Tutorial: optimal binning 2D with continuous target¶
To get us started, let’s load a well-known dataset from the UCI repository and transform the data into a pandas.DataFrame
.
[1]:
import pandas as pd
from tests.datasets import load_boston
[2]:
data = load_boston()
df = pd.DataFrame(data.data, columns=data.feature_names)

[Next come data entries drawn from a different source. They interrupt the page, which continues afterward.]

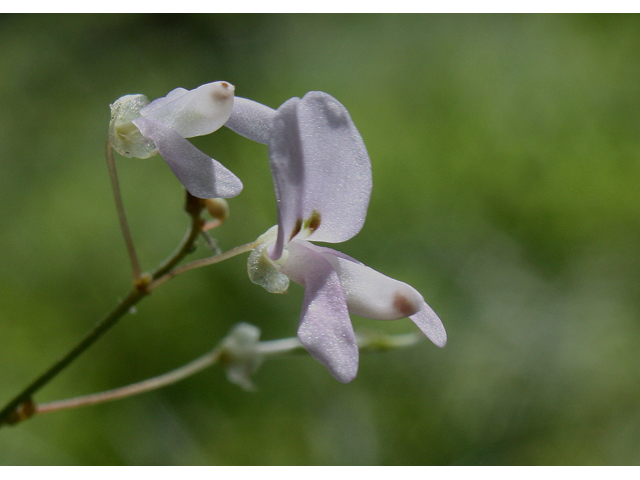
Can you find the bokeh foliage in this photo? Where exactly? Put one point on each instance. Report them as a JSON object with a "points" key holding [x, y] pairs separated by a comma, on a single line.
{"points": [[505, 152]]}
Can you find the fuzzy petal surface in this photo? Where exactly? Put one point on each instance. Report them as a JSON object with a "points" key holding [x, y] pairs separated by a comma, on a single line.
{"points": [[337, 168], [287, 169], [191, 113], [371, 294], [321, 170], [200, 174], [251, 119], [427, 321], [325, 327]]}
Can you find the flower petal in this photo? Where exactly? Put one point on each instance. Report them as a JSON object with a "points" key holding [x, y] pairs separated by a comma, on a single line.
{"points": [[191, 113], [427, 321], [337, 168], [200, 174], [287, 169], [325, 327], [251, 119], [371, 294], [321, 170]]}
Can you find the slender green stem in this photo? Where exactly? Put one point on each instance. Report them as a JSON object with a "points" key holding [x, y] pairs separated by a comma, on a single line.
{"points": [[124, 225], [21, 407], [10, 414], [201, 363], [159, 280]]}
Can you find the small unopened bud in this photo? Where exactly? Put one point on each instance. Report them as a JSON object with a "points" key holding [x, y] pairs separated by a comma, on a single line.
{"points": [[124, 136], [240, 356], [218, 208]]}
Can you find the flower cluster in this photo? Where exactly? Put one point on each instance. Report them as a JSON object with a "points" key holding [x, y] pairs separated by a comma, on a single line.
{"points": [[322, 176]]}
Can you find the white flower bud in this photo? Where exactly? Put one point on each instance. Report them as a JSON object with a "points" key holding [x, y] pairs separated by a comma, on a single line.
{"points": [[262, 269], [124, 136], [239, 354]]}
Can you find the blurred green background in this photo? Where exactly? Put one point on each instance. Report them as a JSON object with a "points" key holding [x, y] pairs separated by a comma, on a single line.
{"points": [[505, 154]]}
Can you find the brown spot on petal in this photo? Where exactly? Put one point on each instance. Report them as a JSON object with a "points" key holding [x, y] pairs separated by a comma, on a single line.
{"points": [[314, 221], [223, 93], [403, 305]]}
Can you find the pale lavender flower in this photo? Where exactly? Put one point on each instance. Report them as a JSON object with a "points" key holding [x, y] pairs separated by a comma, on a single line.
{"points": [[322, 177], [142, 129]]}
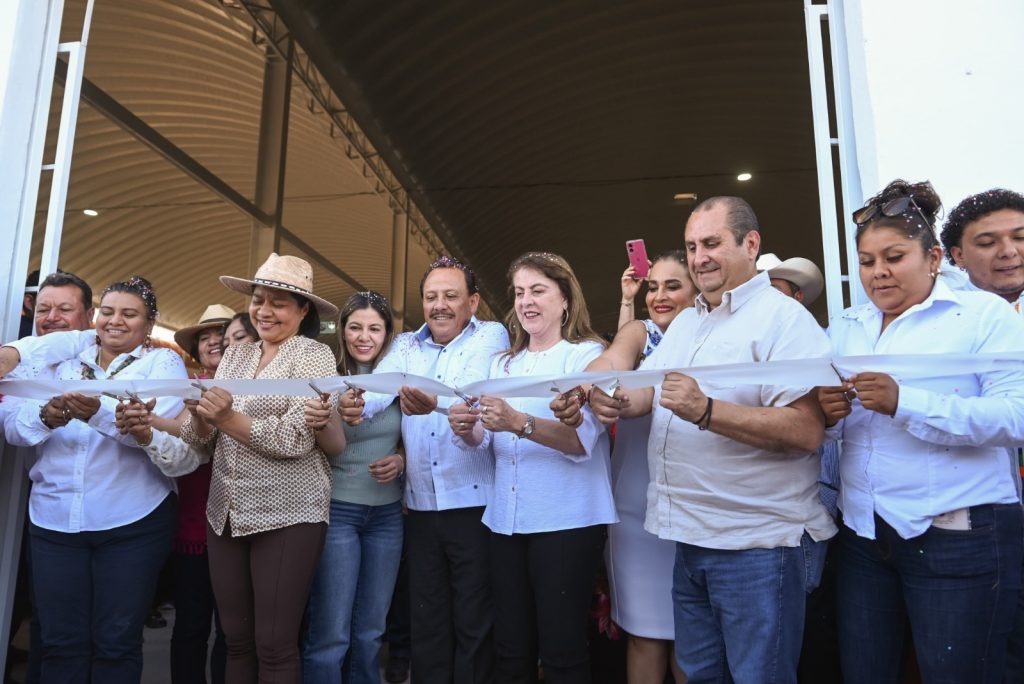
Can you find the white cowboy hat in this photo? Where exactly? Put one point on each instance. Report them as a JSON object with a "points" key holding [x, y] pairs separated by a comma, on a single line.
{"points": [[802, 272], [215, 315], [283, 272]]}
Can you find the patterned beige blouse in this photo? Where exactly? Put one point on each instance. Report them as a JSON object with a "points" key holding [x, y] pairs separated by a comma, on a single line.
{"points": [[284, 478]]}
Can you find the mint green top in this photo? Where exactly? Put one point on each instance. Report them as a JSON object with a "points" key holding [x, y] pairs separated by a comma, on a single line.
{"points": [[368, 441]]}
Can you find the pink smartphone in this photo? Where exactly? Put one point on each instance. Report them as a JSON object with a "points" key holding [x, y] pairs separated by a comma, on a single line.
{"points": [[638, 257]]}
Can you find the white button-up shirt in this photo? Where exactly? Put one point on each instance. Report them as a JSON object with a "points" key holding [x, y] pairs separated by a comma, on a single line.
{"points": [[88, 476], [945, 449], [439, 473], [714, 492], [538, 488]]}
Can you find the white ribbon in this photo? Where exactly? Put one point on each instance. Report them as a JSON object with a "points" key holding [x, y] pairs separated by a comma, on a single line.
{"points": [[802, 373]]}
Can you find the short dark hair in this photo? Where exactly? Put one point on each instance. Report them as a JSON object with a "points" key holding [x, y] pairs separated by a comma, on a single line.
{"points": [[141, 288], [449, 262], [62, 279], [909, 222], [739, 216], [671, 255], [310, 325], [973, 208]]}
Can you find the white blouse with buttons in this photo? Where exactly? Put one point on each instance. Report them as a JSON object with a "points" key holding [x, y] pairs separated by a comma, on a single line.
{"points": [[538, 488]]}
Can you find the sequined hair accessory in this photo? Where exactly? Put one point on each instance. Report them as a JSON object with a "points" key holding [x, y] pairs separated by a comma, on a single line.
{"points": [[139, 287]]}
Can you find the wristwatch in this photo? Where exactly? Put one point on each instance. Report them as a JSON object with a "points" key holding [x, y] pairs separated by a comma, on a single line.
{"points": [[527, 429], [42, 417]]}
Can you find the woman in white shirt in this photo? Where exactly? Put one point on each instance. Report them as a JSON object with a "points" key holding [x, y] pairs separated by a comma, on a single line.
{"points": [[933, 523], [639, 563], [552, 490], [101, 514]]}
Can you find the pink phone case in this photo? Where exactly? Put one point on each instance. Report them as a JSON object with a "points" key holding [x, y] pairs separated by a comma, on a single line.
{"points": [[638, 257]]}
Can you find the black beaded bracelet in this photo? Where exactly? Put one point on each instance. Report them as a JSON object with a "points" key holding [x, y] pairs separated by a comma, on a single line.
{"points": [[42, 417], [705, 419]]}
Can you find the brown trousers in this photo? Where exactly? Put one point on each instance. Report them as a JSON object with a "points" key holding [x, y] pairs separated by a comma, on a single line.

We choose two variables to discretize and the continuous target.
[3]:
variable1 = "AGE"
variable2 = "INDUS"
x = df[variable1].values
y = df[variable2].values
z = data.target
Import and instantiate an ContinuousOptimalBinning2D
object class. We pass the variable names (coordinates x and y), and a solver, in this case, we choose the constraint programming solver.
[4]:
from optbinning import ContinuousOptimalBinning2D
[5]:
optb = ContinuousOptimalBinning2D(name_x=variable1, name_y=variable2, solver="cp")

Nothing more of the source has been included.